Milo belongs on the periodic table. So primal and fundamental it is to the firmament, the very bedrock of Australian food culture, that its inclusion on a list of junk food is like including flour in a list of the 10 best cakes. How do you eat Milo? Do you pour then stir like crazy? Hot or cold? Do you deposit three heaped tablespoons atop a glass of milk and try not to sneeze? Or do you eat it from the tin like a filthy bin wizard? No judgement here.

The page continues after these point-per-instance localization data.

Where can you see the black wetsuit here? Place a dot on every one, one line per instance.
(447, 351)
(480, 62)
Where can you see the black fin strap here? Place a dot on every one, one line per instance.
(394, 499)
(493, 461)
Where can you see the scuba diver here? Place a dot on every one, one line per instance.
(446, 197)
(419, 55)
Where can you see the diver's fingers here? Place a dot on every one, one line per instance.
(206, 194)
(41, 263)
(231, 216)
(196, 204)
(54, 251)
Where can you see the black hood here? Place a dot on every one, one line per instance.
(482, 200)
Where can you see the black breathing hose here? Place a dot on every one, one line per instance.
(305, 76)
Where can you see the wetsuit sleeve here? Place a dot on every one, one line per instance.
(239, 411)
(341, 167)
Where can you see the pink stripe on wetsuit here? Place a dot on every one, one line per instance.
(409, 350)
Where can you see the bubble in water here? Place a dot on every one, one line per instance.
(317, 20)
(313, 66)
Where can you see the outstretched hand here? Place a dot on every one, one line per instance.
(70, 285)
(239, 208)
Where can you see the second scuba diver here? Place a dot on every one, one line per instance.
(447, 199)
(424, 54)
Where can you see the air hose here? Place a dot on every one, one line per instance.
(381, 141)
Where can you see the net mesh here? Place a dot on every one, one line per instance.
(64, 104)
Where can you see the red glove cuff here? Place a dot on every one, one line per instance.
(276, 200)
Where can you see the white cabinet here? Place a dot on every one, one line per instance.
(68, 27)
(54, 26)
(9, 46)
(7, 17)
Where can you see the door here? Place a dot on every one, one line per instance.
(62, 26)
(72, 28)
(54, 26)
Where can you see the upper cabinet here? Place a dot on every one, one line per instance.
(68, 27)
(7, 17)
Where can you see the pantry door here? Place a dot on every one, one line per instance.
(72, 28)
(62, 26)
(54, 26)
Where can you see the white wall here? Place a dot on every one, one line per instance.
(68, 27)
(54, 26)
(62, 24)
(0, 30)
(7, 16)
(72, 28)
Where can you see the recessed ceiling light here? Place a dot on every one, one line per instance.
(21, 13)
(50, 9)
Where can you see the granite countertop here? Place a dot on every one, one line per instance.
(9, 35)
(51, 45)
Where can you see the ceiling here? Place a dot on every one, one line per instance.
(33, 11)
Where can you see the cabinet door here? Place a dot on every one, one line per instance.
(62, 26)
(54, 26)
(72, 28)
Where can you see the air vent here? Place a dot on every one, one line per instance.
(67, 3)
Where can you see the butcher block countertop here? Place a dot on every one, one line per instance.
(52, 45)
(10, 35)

The Milo website claims that the drink is named after “MILO® of Croton, a Greek wrestler who lived in the 6th century BC and possessed legendary strength”, which is all well and good. But beware any company so powerful it can literally trademark the name of an ancient Greek wrestler.

5. Bertie Beetle

Plenty of products have been ousted from the annals of Australia’s snack food history books, but much like insects, Bertie Beetle has hidden in the cracks and survived. Thrived? No. But escaping into the confectionary crawl space that is the cut-price showbag industry is an ingenious way to ride out the storm. They’re kind of tasty, I guess, but it’s their bizarre mascot that really makes them shine. Is Bertie Beetle a hero? A villain? Either way, he’ll outlive us all.

4. Tasty Toobs

You’ve got to respect a snack that dies in the early naughties then returns due to public demand. Discontinued in 2001, mounting pressure from Aussies brought the Tasty Toob back in 2007. It left again in 2015, and has come back again, hitting shelves in 2021. Tasty Toobs are the John Farnham of snacks. Smiling Jack? No. Smiling SNACK … I’ll show myself out.

3. Rainbow Paddlepop

“Actually, it’s just caramel flavoured” is the “actually, it’s Frankenstein’s MONSTER” of the Australian ice-cream world. Yes, Dad, we know the rainbow paddlepop is caramel flavoured. Although … is it? Remember climbing out of the local pool, hot pavement burning your feet as you run to the shade of the kiosk to order a paddlepop? Remember gazing upon the swirling eddies of colour, drunk on the possibilities? The sugar rockets straight to your young brain; the stick is tacky with melting icecream. We don’t care. Caramel? That’s not caramel we’re holding in our hands. That’s the universe.

2. Polly Waffle

Dads love two things: making excellent time, and Pollywaffles. Perhaps it’s because deep down, dads feel deeply misunderstood. Perhaps they love an underdog. Perhaps they’re running headfirst towards a diabetes diagnosis. Whatever the case, I’ve bought and handed a Pollywaffle to three dads in my life. Each time, they reacted like I was the Lady in the Lake handing Excalibur back to Arthur. Honestly, there’s something weird going on here, and who am I to get between a Papa and his Polly? Nobody. That’s who.

1. The Agro cone

It’s the most basic rule of economics: scarcity increases value. By that metric, the Agro cone is staggeringly valuable. Technically, the sugar content of many of the snacks on this list would all but guarantee they’d survive the nucleariest of nuclear winters. But the Agro cone? That was a moment in time. A cultural touchstone tethered to a perpetually petulant puppet. It’s the food equivalent of Nikki Webster being lowered into the Olympic stadium.

Sure, you can technically go and order an Agro cone from a Mister Whippy. Sure, you can technically knock on Nikki Webster’s door and ask her to perform for you. But both had a brief, shining window outside of which, unless you were there, you’ll never truly grasp what all the fuss was about.